Comparative example 1
Compared with the example 1, the preheating temperature of the raw material gas is changed to 400 ℃ under the same other conditions.
Because the preheating temperature of the raw material gas is too low, the temperature in the catalytic reaction furnace cannot reach the high temperature condition, the outlet temperature of the reaction gas is only 667 ℃, and the CH temperature is4Conversion was only 13.75%, H2The S conversion was only 13.77%; CS with a purity of 99.5 wt.% is obtained254.94kmol/H H with a purity of 99.99%2 4,928Nm3/h。
Comparative example 2
The reaction pressure was changed to 3MPa in the same manner as in example 1.

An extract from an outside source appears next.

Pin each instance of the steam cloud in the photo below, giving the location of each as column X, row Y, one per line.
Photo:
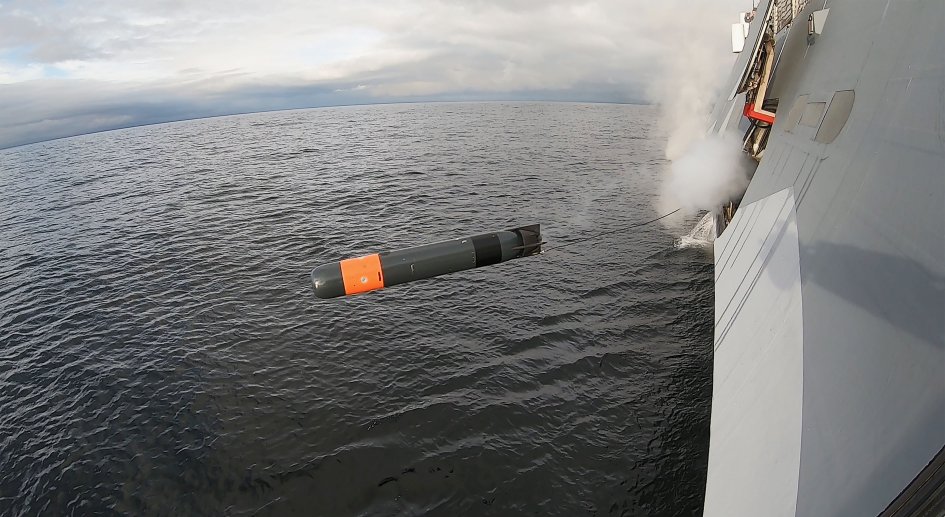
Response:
column 710, row 172
column 705, row 171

The outlet temperature of the reaction gas is 814 ℃ after the raw material gas passes through the catalytic reaction furnace. Although the reaction is carried out at a high temperature, CH is generated due to an excessive reaction pressure4Conversion was only 14.25%, H2The S conversion was only 14.31%; CS with a purity of 99.5 wt.% is obtained256.96kmol/H H with a purity of 99.99%2 5,107Nm3/h。
Comparative example 3
The temperature of the absorbent feed was changed to-10 ℃ in the same manner as in example 3.

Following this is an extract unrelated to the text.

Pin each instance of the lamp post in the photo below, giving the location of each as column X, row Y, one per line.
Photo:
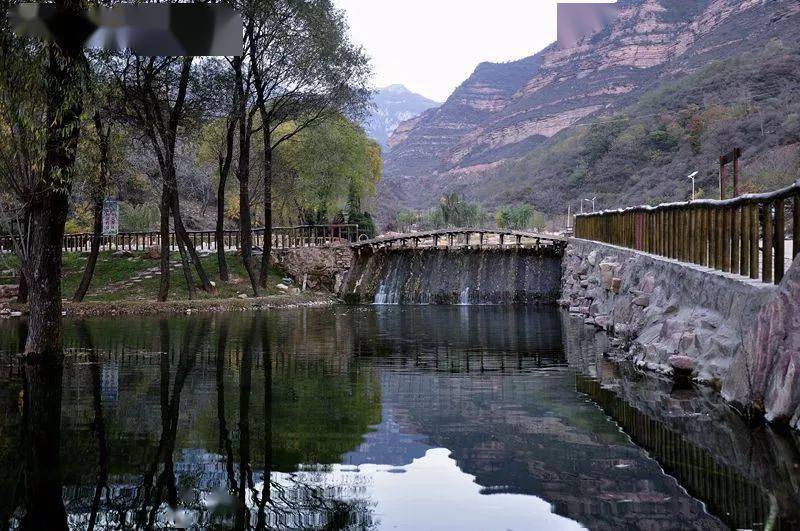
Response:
column 692, row 176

The absorption tower adopts low-temperature methanol as an absorbent, and the operating pressure of the absorption tower is still 3 MPa. Because the temperature of the absorption liquid is higher, the consumption of the required absorption liquid is greatly increased from original 1124.83kmol/H to 1991.78kmol/H, and the gas-liquid ratio of the absorption tower is reduced to 1.53mol of acid gas (H)2S: 42.19 wt.%)/mol low temperature methanol.
Comparative example 4
Compared with the example 3, the other conditions are the same, and the operating pressure of the absorption tower is changed to be 1 MPa.
The absorption tower adopts low-temperature methanol as an absorbent, and the feeding temperature of the absorption tower is still-40 ℃. The required absorption liquid dosage is greatly increased from original 1124.83kmol/H to 2257.30kmol/H, and the gas-liquid ratio of the absorption tower is reduced to 1.36mol of acid gas (H)2S: 42.19 wt.%)/mol low temperature methanol.
The foregoing is merely a preferred embodiment of the invention and is not intended to limit the scope of the invention, which is defined by the claims appended hereto, and any other technical entity or method that is encompassed by the claims as broadly defined herein, or equivalent variations thereof, is contemplated as being encompassed by the claims.

Claims (10)

1. A method for producing hydrogen by reforming methane and hydrogen sulfide, which is characterized by comprising the following steps:
(1) making the temperature of 600-4And H2Carrying out catalytic reaction on the raw material gas of S to obtain a reaction gas I;
(2) separating the reaction gas I to obtain sulfur and reaction gas II;
(3) the reaction gas II is subjected to flash evaporation to obtain crude CS2Liquid and reaction gas III;
(4) rectifying the crude CS2Obtaining liquid CS with the mass fraction of not less than 99.5 percent from the liquid2(ii) a Contacting the reaction gas III with an absorption liquid to obtain hydrogen-rich gas and an absorption liquid;
(5) separating the hydrogen-rich gas to obtain hydrogen with the volume fraction of more than 99.99 percent and the desorbed gas.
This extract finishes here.